Depuis cette époque Génois et Aragonais s'étaient disputé la possession de l'île et la guerre était d'autant plus dangereuse pour la République que leurs rivaux s'étaient emparés de la Sardaigne, dès le début du XIVe siècle. Jusque vers 1430, les hostilités semblent suspendues ; elles reprennent après cette date. Le roi dom Pierre d'Aragon devient l'allié des familles seigneuriales de la Cinarca qui s'offrent à  lui, tandis qu'en 1358 la partie nord-est de la Corse se donne à Gênes (2). Toutefois ni l'une ni l'autre de ces deux puissances ne réussissent à s'imposer aux habitants de l'au delà des monts (partie sud) : la guerre entre les seigneurs est à l'état endémique ; les de la Rocca et les d'Istria mettent la contrée à feu et à, sang. Dans l'en deçà (partie nord) la querelle des Cagionacci et des Ristagnacci divise le peuple en deux factions dont les excès sont dignes de la féodalité. Au milieu de ce désordre une hérésie, dite des Giovannali, prend naissance dans la piève d'Alesani. C'est une sorte de communisme religieux qui prétend remédier aux maux de la guerre civile et contre laquelle le  pape dut prêcher une véritable croisade. Les hérétiques furent exterminés après une lutte qui mit le comble à l'anarchie,

(1) Sinucello de la Rocca.

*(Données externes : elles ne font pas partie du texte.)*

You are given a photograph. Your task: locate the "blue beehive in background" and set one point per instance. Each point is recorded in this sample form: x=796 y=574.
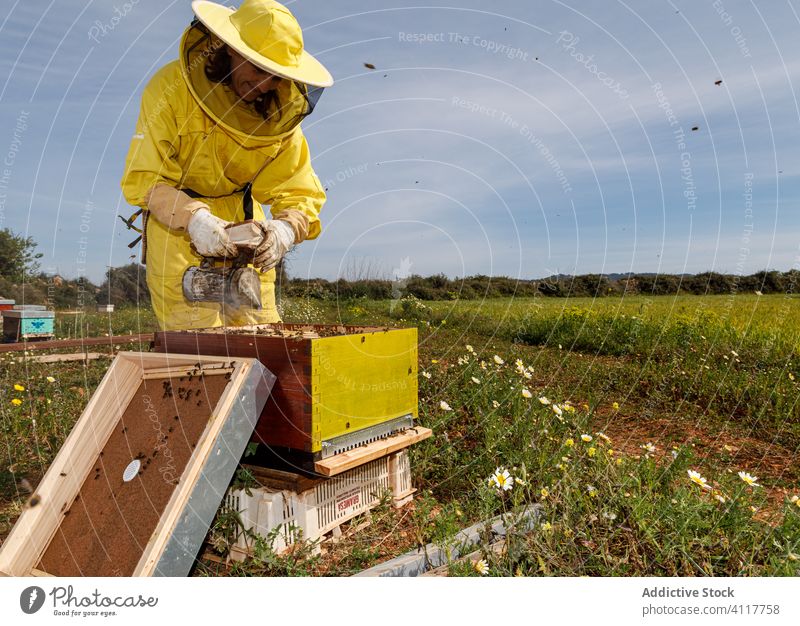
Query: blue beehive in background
x=25 y=324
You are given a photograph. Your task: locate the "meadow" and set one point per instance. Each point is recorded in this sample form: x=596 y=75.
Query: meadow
x=658 y=435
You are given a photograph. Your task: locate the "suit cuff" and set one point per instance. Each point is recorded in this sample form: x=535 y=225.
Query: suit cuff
x=172 y=207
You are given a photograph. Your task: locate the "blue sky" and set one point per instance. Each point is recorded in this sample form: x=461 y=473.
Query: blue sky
x=511 y=138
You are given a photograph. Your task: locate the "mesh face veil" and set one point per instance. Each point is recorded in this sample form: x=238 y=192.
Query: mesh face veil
x=276 y=112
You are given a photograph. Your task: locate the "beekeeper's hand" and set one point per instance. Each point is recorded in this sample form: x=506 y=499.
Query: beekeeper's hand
x=209 y=236
x=278 y=240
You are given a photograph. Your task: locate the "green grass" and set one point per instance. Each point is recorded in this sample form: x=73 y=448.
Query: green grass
x=711 y=382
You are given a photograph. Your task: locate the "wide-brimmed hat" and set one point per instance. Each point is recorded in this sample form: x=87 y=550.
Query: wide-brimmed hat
x=265 y=33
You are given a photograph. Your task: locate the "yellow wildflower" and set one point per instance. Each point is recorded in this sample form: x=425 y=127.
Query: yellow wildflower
x=502 y=479
x=750 y=480
x=697 y=479
x=545 y=492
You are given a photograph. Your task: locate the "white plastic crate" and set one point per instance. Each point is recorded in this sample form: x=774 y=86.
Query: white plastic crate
x=322 y=508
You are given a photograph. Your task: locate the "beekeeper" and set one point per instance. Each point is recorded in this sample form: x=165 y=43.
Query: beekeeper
x=219 y=136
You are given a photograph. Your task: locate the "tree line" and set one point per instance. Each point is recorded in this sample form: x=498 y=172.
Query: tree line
x=21 y=279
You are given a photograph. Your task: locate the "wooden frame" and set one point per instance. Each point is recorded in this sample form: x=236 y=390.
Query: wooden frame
x=219 y=447
x=345 y=461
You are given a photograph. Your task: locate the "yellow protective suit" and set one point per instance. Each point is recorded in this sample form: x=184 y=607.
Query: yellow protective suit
x=195 y=134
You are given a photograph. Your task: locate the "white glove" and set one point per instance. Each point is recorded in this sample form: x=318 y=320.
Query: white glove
x=278 y=240
x=209 y=236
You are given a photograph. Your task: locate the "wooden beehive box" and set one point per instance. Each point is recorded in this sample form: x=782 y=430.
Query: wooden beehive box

Surnommé Giudice, fut envoyé par les pisans pour lutter contre les Génois, Après de nombreux succès, il fut livré par trahison à  ses ennemis et, transporté à  Gènes, il y  mourut en 1331. Les principales familles de la partie méridionale de l'île, les d'Istria, les de la Rocca, les d'Ornano, les Bozzi, les d'Atallà, les de Lecca, se prétendaient issues de ce célèbre personnage.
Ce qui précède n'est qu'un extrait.